A written agreement between the Pinellas Suncoast Transit Authority and county government should resolve concerns that the transit agency could levy both property and sales taxes if voters approve the Greenlight Pinellas transit referendum in November. The PSTA formally agrees to end the property tax it levies now if the 1-cent sales tax is approved, and the transit agency and the county pledge to persuade state legislators to repeal its authority to levy property taxes. The agreement should erase any doubts about the financing foundation of the Greenlight plan and the strength of the PSTA's promise to replace the transit property tax with the sales tax.
The PSTA has been saying for several years that if voters would let it raise more money through a sales tax, it would give up the property tax that now funds the agency. Two years ago, the PSTA even persuaded lawmakers to pass legislation guaranteeing the repeal of its property taxing authority if the transit referendum passed. Gov. Rick Scott vetoed the bill, which Greenlight opponents had lobbied against — an ironic twist, since one of their arguments against Greenlight was that the PSTA could collect both a property tax and the 1-cent sales tax if the voter referendum passes Nov. 4.

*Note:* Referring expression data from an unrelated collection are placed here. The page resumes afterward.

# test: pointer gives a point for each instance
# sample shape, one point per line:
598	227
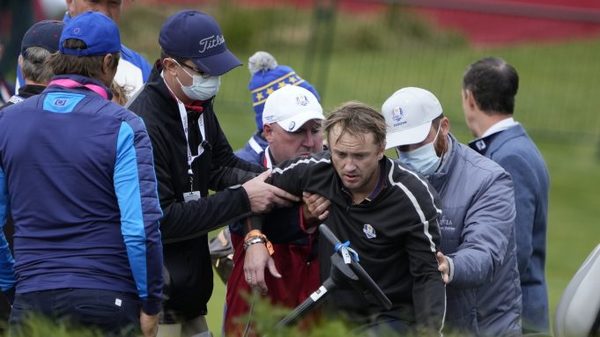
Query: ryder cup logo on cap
197	36
408	114
291	107
99	33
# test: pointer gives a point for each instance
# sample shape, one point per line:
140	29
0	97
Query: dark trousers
112	313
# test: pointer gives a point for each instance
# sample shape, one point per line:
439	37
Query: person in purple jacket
77	176
488	98
133	70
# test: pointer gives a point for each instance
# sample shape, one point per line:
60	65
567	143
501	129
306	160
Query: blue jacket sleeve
524	179
7	276
135	187
487	229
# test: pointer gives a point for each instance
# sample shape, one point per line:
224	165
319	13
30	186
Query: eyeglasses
195	70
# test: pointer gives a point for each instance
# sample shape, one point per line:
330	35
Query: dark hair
494	85
35	67
357	119
90	66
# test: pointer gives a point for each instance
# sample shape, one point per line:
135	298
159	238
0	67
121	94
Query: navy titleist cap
197	36
98	31
44	34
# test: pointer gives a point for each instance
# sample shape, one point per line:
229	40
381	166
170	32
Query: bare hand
315	207
256	260
443	267
264	196
149	324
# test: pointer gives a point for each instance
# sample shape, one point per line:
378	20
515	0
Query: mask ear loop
443	154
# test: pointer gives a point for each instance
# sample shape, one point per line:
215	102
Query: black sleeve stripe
416	204
299	162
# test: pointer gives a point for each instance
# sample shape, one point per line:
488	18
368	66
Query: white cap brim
294	123
406	137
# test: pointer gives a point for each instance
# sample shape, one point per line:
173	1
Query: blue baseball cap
98	31
44	34
197	36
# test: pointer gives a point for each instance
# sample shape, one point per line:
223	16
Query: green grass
558	100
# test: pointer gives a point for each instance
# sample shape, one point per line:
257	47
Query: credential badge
369	231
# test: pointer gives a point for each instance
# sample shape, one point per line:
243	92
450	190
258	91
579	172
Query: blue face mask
423	160
202	88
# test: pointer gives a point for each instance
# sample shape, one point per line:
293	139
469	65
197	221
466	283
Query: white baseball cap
408	114
291	106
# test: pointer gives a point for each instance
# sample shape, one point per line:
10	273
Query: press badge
191	196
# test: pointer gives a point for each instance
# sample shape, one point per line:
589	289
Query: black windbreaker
396	236
185	224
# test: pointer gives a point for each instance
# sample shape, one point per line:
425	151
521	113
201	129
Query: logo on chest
369	231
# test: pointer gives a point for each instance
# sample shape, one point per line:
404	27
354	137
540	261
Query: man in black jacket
387	213
192	155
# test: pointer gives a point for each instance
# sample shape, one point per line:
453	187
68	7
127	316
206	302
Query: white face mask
202	88
423	160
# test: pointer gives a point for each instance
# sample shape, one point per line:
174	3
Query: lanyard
184	124
267	162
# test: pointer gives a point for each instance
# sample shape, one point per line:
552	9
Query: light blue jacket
484	296
514	150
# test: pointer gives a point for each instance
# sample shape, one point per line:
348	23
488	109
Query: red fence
482	21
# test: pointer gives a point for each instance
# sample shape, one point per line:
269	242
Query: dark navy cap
44	34
197	36
99	32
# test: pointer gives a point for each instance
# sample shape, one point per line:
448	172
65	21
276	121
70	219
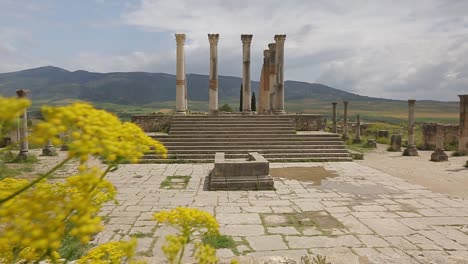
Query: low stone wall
450	133
306	122
153	123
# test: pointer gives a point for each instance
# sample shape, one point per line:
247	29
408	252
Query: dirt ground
449	178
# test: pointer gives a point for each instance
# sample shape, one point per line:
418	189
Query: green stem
38	179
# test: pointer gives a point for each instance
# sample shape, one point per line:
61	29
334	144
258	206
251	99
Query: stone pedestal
345	121
334	117
357	138
213	96
463	138
181	104
395	143
410	150
279	109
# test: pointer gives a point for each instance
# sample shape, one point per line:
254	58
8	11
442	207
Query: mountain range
139	88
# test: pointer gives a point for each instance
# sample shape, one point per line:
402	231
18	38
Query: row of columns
272	79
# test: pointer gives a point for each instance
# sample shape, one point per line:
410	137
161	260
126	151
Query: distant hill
137	88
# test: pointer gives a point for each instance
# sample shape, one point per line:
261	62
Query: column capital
246	38
213	38
180	38
280	38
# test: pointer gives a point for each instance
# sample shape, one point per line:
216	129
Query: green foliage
226	108
253	102
219	241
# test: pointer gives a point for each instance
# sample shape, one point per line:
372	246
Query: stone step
253	142
253	148
211	160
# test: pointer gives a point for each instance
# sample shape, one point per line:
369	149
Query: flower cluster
111	253
10	109
190	222
92	132
34	222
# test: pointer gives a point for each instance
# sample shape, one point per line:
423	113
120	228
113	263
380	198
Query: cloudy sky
394	49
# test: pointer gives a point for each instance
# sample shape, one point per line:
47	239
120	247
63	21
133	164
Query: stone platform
359	216
252	174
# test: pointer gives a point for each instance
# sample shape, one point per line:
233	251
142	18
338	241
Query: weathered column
213	104
24	146
279	109
246	40
357	138
410	150
181	104
463	137
272	75
439	153
264	89
334	117
345	121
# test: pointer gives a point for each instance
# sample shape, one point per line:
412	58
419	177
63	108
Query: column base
410	151
439	155
279	112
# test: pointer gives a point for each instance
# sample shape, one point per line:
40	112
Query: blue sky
394	49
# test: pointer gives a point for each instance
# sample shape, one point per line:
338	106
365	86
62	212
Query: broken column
272	75
334	117
213	99
279	91
410	150
24	146
246	40
345	121
439	153
357	138
463	135
181	105
264	89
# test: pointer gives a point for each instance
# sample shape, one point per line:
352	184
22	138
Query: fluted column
411	150
463	137
213	98
246	40
181	103
345	121
280	39
272	75
334	117
24	145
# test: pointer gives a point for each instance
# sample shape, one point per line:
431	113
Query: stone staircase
198	138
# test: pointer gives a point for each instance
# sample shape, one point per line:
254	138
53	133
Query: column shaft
213	94
181	101
279	109
246	40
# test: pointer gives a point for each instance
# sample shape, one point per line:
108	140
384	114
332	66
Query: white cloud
396	49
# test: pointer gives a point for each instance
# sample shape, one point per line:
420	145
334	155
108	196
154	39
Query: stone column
24	145
345	121
272	75
357	138
213	104
439	153
246	40
463	137
181	105
334	117
279	109
410	150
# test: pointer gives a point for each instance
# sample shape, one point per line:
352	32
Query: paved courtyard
359	216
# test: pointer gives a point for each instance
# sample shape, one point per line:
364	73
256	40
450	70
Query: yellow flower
92	132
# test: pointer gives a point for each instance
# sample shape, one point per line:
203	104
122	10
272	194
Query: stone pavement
360	216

Levying both taxes was never the PSTA's plan, and the agreement approved by the Pinellas County Commission and the PSTA board last month formalizes the PSTA's intentions and builds in accountability.
The PSTA pledges in the agreement that if the sales tax referendum passes, it will stop levying its property tax on Oct. 1, 2015, and in any future year it gets sales tax revenue. If some future PSTA board goes rogue and levies a property tax anyway, the agreement allows the county to reduce the sales tax stream to the PSTA by the amount the property tax levy collects, and ultimately to permanently reduce or end the sales tax levy.
The agreement also hands the county the right to have its attorney approve documents involving loans or bonds the PSTA will seek to build the expanded bus system and light rail line; contains a "milestone schedule" for completing various phases of the Greenlight plan; declares that the sales tax may be spent only on Greenlight; and requires the PSTA to reimburse the county up to $100,000 for its costs associated with Greenlight.
Pinellas residents educating themselves in preparation for the transit referendum should not fear double taxation. It is illogical to believe that the PSTA would put at risk a $100-million-a-year sales tax revenue stream for a property tax that collects only $30 million. Any claims that Pinellas residents still could wind up paying both property and sales taxes for transit are off base.